Mom's the Word: Remixed by Mom's the Word Collective

Dates and Venue 24 September - 7 November 2009, 8pm | Granville Island Stage

Director Wayne Harrison Set and Costume Design Pam Johnson Lighting Marsha Sibthorpe Dramaturge Rachel Ditor Stage Manager Pamela Jacob

Reviewer John Jane

Every parent, especially a mother, realises that there is no instruction manual for parenthood. It’s pretty much a life-long pursuit of on-the-job training. It’s also arguably the most selfless career that a person can ever embark on, frequently offering as much sadness as gladness.

But therein lies the phenomenal success of Mom's the Word and its predictable sequel Mom's the Word 2: Unhinged. It all started with a series of self-regulated, informal "therapy sessions" that a half dozen established actors put together when they found themselves in the same maternal boat. The end reult in all those exchanges about cranky babies was an international theatrical triumph.

Mom's the Word: Remixed is a conglomeration of the two previous shows with some new material added, the latter of which primarily focused on raising teenagers. This production begins in a lively canter with the five moms (Susan Bertoia, Jill Daum, Alison Kelly, Barbara Pollard, and Deborah Williams) singing ridiculously funny parodies of eighties (and earlier) pop songs.

The group quickly move ahead delivering individual anecdotes about their personal experiences of the birth process in a hospital delivery room. Some stories are hilarious, some amusing and one very poignant. Such as with Alison Kelly’s story of a premature baby weighing a mere two pounds that had to fight for life for his life when his lungs collapsed.

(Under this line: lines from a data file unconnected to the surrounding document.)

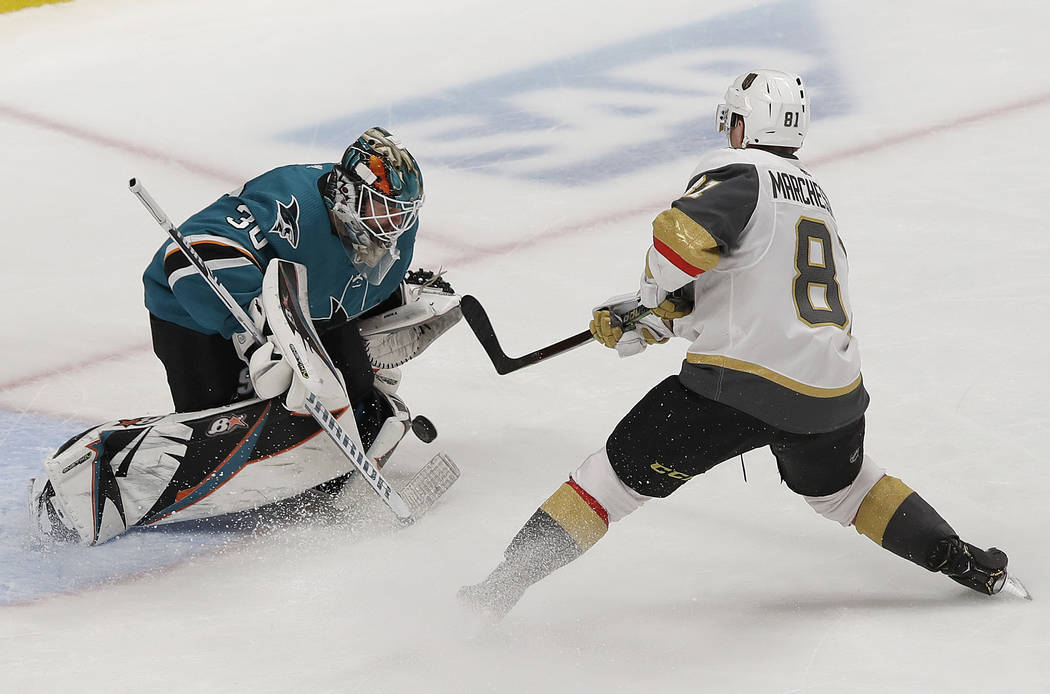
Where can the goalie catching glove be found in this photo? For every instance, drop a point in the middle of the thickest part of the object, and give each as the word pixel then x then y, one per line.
pixel 428 308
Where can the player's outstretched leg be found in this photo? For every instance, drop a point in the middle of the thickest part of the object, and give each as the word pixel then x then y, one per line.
pixel 565 526
pixel 899 520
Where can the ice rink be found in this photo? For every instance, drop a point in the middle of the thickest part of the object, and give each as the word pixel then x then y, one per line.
pixel 549 134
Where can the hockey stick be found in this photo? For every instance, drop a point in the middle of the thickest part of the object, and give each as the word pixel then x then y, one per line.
pixel 482 327
pixel 440 465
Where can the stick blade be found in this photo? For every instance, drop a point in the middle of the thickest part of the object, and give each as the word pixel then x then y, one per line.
pixel 482 327
pixel 429 484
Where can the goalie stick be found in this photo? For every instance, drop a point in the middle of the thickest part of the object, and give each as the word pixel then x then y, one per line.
pixel 423 489
pixel 482 327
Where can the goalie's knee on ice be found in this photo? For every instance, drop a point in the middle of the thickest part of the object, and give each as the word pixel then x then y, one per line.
pixel 597 478
pixel 842 505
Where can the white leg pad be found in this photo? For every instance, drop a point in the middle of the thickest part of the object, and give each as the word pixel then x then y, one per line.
pixel 597 478
pixel 842 505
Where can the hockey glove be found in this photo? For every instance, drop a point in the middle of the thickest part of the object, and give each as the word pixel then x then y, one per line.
pixel 607 327
pixel 270 373
pixel 666 305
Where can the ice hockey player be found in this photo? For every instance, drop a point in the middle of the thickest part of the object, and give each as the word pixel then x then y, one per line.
pixel 351 228
pixel 747 266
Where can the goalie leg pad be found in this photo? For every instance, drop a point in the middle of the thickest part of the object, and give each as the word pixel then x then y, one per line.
pixel 162 469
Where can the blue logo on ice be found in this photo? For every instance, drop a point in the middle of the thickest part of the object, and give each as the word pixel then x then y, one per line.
pixel 604 113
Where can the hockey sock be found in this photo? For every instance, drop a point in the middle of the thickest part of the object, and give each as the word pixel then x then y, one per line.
pixel 899 520
pixel 563 528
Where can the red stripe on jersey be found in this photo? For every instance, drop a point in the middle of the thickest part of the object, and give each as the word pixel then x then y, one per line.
pixel 676 259
pixel 591 501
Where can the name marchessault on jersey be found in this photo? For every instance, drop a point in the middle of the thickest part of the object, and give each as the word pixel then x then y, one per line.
pixel 789 186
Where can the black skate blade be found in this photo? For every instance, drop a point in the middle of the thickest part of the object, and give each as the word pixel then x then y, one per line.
pixel 1014 587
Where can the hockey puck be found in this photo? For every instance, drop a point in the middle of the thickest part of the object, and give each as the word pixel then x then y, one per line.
pixel 423 428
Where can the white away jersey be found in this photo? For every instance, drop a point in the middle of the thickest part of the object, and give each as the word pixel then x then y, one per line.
pixel 755 234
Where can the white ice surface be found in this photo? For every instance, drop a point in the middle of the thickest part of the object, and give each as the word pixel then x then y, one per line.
pixel 927 138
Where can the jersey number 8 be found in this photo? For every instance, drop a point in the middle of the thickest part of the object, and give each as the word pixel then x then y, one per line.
pixel 817 294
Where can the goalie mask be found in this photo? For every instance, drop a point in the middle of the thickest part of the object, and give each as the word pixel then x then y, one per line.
pixel 373 196
pixel 773 105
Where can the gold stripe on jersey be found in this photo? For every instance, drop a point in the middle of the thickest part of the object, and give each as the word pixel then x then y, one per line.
pixel 770 375
pixel 687 239
pixel 879 506
pixel 575 516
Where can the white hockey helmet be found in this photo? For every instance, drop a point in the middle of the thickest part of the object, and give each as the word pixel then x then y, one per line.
pixel 773 105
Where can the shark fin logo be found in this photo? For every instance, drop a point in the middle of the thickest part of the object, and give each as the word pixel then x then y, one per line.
pixel 287 224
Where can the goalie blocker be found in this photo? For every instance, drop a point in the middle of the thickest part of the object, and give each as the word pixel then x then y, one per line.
pixel 149 470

Of the six, Jill Daum provides the most physical comedy, though even she could not surpass Barbara Pollard’s ‘streaking’ across the stage (in both directions) when her charge wandered off at the local swimming pool. Ms Daum also carries some of the most cynical moments in the show; in particular, her humourous account of buying an appropriate brassiere for her twelve year-old daughter. In another segment, she describes how her distrust of her son is unjustly prejudiced by her own delinquency as an adolescent.

Director Wayne Harrison who is no stranger to the Mom's the Word Collective, keeps the show moving at a slick pace, allowing occasional maudlin elements to break up the comic flow.

Pam Johnson’s set of bright red wall shelving that houses an assorted collection of colourful toys gives a germane pre-school look to the stage.

The all female cast bring together an exceptional sisterhood that offers self-revealing good and bad aspects of parenting. Aside from graphic illustrations of errant diaper pails, discarding dresses that no longer fit and spouses that “don’t get it” – they show us that their collective embarrassments, health anxieties and frustrations are ours too.